The precise stopping point is also influenced by recovery_target_inclusive.  

recovery_target_xid (string)
This parameter specifies the transaction ID up to which recovery will proceed. Keep in mind that while transaction IDs are assigned sequentially at transaction start, transactions can complete in a different numeric order. The transactions that will be recovered are those that committed before (and optionally including) the specified one.
At most one of recovery_target_xid, recovery_target_name or recovery_target_time can be specified. The default is to recover to the end of the WAL log.
The precise stopping point is also influenced by recovery_target_inclusive.

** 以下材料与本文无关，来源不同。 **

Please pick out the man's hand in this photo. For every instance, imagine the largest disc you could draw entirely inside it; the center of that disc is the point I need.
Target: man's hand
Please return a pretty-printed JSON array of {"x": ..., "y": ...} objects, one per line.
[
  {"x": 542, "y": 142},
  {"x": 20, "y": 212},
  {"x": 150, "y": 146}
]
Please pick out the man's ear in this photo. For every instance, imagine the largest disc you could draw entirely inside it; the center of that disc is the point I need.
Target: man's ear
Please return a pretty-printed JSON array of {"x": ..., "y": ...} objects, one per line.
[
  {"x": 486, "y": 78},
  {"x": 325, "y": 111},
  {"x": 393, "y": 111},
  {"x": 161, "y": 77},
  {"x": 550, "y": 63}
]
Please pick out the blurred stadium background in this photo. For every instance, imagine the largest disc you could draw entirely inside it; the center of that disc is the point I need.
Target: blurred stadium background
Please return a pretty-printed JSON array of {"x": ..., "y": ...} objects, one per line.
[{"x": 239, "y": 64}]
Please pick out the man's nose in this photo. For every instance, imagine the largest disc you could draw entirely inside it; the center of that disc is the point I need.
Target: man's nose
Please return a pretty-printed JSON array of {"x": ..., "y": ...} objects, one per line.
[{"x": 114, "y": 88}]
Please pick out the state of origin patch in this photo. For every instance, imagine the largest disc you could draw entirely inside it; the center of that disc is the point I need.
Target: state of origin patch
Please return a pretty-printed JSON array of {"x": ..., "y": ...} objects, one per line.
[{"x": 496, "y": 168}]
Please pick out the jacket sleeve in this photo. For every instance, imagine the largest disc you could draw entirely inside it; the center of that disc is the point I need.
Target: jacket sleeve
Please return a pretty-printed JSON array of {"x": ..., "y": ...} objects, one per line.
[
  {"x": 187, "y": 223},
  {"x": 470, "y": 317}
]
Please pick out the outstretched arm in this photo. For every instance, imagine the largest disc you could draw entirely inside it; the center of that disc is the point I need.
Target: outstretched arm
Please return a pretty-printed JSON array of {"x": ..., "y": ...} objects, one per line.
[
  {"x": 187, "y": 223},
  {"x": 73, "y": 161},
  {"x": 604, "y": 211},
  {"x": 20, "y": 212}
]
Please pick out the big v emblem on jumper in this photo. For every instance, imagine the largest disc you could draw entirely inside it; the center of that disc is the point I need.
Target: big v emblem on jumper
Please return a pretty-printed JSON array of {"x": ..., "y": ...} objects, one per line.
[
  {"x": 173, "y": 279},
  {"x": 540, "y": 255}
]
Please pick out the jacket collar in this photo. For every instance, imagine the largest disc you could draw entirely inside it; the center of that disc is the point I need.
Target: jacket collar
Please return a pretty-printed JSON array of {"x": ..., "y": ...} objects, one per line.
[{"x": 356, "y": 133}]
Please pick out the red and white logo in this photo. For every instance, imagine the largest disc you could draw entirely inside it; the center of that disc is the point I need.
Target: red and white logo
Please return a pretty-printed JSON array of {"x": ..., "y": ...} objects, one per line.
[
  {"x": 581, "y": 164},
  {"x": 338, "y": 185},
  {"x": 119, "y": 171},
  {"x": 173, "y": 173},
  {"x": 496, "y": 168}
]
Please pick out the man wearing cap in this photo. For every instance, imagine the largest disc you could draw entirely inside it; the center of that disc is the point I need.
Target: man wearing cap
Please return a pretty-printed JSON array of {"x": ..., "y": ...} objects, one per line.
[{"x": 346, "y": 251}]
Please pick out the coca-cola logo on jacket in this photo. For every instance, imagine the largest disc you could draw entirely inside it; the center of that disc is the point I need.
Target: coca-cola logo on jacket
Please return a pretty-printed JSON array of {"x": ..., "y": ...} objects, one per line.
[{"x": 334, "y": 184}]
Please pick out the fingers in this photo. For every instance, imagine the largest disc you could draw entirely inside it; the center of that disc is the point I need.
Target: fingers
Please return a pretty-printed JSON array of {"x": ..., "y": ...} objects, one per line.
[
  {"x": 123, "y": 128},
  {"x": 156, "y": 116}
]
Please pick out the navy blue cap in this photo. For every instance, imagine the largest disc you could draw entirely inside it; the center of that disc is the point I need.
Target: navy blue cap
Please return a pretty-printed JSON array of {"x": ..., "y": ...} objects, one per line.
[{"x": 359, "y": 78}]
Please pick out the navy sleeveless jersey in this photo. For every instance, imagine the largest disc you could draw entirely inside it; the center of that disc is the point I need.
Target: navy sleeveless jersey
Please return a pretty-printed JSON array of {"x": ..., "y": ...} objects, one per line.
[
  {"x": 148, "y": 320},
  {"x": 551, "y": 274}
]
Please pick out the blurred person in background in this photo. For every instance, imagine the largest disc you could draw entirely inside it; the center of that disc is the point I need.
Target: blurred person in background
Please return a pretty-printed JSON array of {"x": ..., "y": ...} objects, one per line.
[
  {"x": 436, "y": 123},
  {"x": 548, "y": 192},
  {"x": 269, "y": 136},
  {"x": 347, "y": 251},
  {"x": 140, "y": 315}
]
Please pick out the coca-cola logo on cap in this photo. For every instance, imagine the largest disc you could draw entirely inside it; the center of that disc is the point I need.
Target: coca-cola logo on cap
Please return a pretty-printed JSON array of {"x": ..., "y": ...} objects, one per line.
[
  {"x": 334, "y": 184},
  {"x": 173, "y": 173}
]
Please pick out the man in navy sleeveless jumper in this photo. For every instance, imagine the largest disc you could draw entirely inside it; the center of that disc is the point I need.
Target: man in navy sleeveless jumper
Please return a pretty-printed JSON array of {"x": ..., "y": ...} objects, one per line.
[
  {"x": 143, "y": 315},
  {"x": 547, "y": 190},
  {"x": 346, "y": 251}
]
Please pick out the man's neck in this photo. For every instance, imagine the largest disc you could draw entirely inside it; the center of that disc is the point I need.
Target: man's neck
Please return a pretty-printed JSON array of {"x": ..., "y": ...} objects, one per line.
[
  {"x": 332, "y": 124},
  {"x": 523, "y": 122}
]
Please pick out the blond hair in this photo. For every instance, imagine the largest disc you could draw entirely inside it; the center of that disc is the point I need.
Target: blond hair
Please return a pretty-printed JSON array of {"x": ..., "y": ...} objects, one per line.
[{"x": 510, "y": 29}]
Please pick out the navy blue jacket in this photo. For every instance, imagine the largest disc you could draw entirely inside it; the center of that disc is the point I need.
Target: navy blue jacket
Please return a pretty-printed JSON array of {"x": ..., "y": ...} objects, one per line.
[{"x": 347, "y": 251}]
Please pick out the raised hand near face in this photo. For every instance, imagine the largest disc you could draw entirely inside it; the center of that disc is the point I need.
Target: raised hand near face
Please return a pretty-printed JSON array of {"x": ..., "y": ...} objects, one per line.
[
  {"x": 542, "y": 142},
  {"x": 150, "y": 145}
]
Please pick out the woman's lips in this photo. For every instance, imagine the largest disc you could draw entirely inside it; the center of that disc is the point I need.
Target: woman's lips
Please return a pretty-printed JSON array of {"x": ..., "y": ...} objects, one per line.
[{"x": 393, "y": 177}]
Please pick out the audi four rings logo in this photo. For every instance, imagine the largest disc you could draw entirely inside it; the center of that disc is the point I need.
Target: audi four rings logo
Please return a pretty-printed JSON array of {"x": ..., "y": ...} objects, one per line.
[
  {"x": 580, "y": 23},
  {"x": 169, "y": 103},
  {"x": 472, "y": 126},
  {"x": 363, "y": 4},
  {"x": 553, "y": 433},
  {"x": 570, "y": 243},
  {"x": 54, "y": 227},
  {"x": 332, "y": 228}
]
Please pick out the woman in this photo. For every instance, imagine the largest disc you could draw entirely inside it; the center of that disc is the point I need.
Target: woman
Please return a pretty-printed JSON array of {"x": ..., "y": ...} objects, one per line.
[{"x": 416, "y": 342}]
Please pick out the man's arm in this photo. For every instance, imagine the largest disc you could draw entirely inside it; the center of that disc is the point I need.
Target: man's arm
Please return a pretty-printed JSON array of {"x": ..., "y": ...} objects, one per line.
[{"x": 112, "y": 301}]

其中recovery_target_time和recovery_target_xid可以指定recovery_target_inclusive参数, 如下 :

recovery_target_inclusive (boolean)
Specifies whether we stop just after the specified recovery target (true), or just before the recovery target (false).
Applies to both recovery_target_time and recovery_target_xid, whichever one is specified for this recovery.
This indicates whether transactions having exactly the target commit time or ID, respectively, will be included in the recovery.
Default is true.

默认为true取自src/backend/access/transam/xlog.c :

static bool recoveryTargetInclusive = true;

为什么recovery_target_name不能指定recovery_target_inclusive参数?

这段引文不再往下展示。